Applying for an out-of-state job can be tricky, but will it hurt your chances of getting the job? Here are some tips to compensate for the distance between you and your future employer.
Be ready for an interview.
You have to be ready to take an interview if offered, and to make it work. If the company is flexible and willing to do a phone or Skype interview, make sure your technology is working perfectly. Test it, test it, and test it again! The internet connection cutting out and freezing your screen during a video chat will not help you in an interview. If at all possible, offer to travel to the interview in person. That is always preferable to a phone or video interview.
You will also want to address relocation in your interview. Let the hiring manager know that you are willing to relocate and are flexible to working with them on start dates. However, be careful when mentioning things that will complicate a move (housing, school districts, spouse employment, etc.) until you have actually received an offer.

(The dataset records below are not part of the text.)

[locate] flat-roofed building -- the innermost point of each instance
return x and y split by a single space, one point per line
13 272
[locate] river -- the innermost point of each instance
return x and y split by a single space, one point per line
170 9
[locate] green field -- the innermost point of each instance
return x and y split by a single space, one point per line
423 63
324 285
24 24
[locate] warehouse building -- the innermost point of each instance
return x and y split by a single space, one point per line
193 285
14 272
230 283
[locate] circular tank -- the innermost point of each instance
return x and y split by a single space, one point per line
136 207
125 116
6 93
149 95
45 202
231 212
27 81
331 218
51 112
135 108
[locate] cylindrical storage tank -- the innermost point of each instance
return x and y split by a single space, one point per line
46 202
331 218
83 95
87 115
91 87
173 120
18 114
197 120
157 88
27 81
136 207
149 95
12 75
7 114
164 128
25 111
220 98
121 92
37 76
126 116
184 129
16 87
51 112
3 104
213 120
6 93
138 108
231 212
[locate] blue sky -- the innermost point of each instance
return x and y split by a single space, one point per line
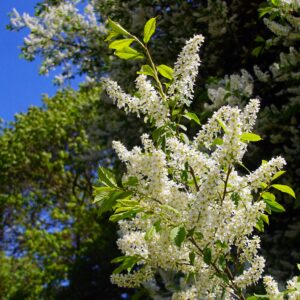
21 86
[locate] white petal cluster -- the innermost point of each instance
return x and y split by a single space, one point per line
191 189
147 103
232 90
293 286
271 287
185 71
58 40
228 218
265 172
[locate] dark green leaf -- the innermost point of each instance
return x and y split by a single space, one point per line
150 232
147 70
192 116
217 141
165 71
192 257
117 28
128 53
180 237
278 174
274 206
207 256
120 44
107 177
269 196
250 137
285 189
149 29
127 263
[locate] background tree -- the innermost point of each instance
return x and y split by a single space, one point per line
41 177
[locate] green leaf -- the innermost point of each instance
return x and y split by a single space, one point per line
149 233
260 225
263 185
120 44
174 232
278 174
221 245
131 181
285 189
222 124
111 35
128 53
265 218
269 196
106 197
180 237
207 256
218 141
178 234
107 177
165 71
127 263
256 51
117 28
274 206
198 235
250 137
192 257
192 116
149 29
125 209
146 70
184 138
275 2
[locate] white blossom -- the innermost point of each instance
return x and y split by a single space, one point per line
185 71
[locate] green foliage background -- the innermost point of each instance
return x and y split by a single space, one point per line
51 234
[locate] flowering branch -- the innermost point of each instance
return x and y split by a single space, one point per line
194 218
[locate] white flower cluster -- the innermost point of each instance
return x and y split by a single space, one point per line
147 103
192 192
185 71
227 218
230 90
59 33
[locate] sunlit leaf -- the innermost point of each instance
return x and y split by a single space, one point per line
285 189
149 29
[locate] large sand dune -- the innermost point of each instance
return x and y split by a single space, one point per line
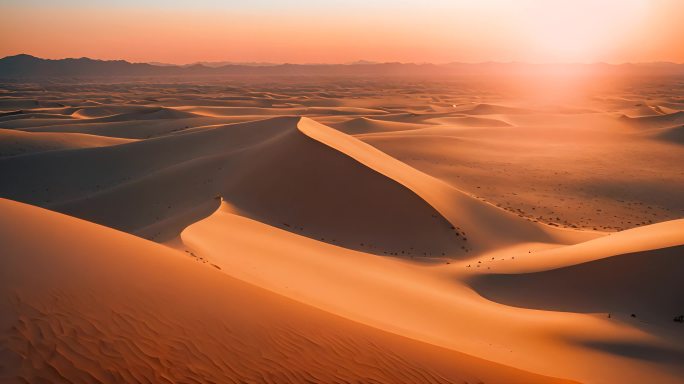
341 231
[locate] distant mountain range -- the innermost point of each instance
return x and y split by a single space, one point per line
27 66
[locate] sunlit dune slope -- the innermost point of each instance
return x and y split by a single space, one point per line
268 169
647 283
87 303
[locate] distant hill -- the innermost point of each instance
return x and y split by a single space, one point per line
27 66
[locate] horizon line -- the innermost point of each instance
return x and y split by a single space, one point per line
354 62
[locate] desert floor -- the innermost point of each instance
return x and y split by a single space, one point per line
347 230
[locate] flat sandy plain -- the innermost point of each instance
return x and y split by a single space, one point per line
349 230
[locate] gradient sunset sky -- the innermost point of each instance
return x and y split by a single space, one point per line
309 31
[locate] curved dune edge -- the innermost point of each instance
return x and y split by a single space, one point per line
13 142
488 227
432 304
88 303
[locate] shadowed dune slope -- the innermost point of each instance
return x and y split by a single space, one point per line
90 304
644 280
656 121
361 125
14 142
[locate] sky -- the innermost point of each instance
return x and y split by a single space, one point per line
336 31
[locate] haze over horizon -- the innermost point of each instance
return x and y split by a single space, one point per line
436 31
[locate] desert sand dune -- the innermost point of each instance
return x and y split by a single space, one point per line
646 283
672 135
342 230
430 303
13 142
364 125
656 121
178 320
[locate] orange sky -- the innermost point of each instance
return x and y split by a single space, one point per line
342 31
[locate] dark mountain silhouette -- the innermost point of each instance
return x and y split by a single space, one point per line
27 66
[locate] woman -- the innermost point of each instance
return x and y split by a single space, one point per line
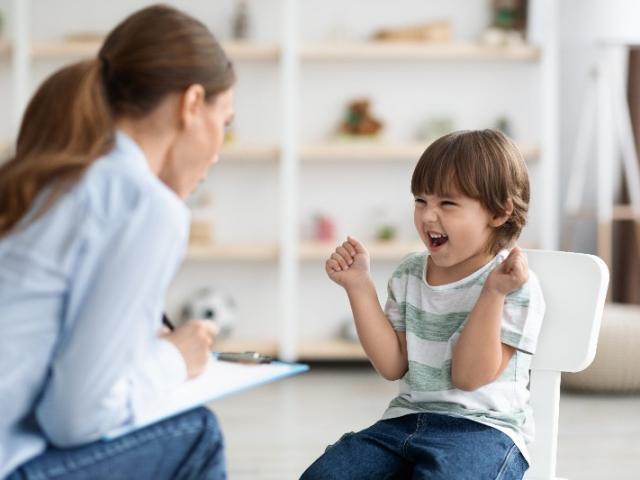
92 229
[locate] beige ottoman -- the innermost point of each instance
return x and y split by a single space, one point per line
616 367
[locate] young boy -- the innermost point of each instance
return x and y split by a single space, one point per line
459 328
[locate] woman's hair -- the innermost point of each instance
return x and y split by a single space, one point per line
70 120
484 165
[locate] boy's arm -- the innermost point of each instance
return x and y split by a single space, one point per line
386 348
480 357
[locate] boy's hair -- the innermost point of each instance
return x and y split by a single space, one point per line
481 164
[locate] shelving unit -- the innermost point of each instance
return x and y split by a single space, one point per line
403 51
366 151
285 265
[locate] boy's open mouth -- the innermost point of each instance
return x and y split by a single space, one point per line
437 239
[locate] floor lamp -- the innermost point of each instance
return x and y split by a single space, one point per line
605 124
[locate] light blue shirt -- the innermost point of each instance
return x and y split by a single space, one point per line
81 297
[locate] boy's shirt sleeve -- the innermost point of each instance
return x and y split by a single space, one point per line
394 311
522 316
396 306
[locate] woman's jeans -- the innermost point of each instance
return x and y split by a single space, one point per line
188 446
421 446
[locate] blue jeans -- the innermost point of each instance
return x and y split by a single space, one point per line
188 446
421 446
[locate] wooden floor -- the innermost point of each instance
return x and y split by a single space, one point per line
274 432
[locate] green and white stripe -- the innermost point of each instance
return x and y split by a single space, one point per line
433 318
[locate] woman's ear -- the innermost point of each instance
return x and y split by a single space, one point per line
499 220
190 102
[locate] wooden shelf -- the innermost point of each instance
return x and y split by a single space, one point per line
237 51
65 48
234 252
417 51
378 251
251 51
247 152
307 251
379 151
361 151
330 350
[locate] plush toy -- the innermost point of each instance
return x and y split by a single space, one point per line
359 120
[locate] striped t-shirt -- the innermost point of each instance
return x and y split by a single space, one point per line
433 318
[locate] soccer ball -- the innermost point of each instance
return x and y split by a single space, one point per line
210 304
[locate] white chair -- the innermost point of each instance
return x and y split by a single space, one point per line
574 287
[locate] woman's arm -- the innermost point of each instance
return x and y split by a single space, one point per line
386 348
108 355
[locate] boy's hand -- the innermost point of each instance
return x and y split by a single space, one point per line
511 274
348 265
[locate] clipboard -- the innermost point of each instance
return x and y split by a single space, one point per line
220 379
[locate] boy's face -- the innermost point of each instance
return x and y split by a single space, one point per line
456 230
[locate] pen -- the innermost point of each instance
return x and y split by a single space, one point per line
244 357
167 323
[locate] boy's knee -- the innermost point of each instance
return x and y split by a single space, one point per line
210 424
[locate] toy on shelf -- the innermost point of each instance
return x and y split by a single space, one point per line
359 121
434 128
503 123
241 21
211 304
386 233
431 32
324 228
201 230
384 229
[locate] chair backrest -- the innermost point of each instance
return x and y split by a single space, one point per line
574 287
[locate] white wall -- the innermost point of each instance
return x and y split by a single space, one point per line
404 94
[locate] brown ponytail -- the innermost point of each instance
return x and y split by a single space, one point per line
69 122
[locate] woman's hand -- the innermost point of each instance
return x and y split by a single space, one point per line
511 274
194 340
348 265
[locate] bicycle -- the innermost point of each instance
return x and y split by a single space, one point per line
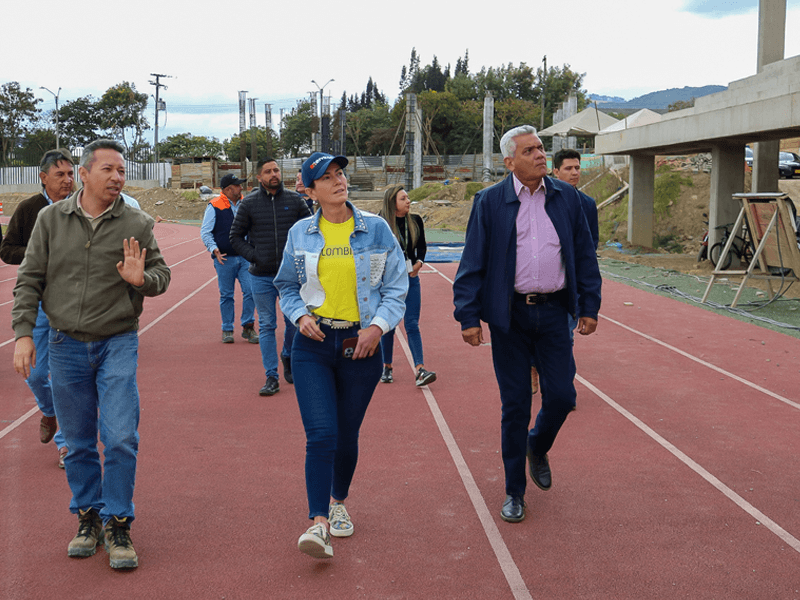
742 247
702 254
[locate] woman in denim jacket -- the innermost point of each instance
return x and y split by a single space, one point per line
343 283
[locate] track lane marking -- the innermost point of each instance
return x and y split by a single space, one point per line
501 551
694 466
707 364
147 327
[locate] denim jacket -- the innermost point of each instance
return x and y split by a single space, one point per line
382 282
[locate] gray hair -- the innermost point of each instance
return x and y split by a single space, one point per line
52 157
507 144
87 158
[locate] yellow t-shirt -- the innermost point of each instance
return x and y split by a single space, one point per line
337 272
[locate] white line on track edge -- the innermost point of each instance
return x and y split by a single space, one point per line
721 487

Be realistic about your expectations regarding relocation expenses. If you are only willing to relocate if you receive compensation to do so, and the company is not willing to offer that compensation, you may be wasting time pursuing a position there.
Know your worth.
Being an out of state candidate is not necessarily a red flag for most companies. Many times, companies (especially large ones hiring for multiple positions) have exhausted the local talent pool and are actively searching for ways to bring more candidates into the area. Finding someone that is willing to move is often like a needle in a haystack for recruiters.
If you are ready to make a move, don’t be afraid to put in applications and contact a local recruiter or LinkedIn connection located in your chosen state.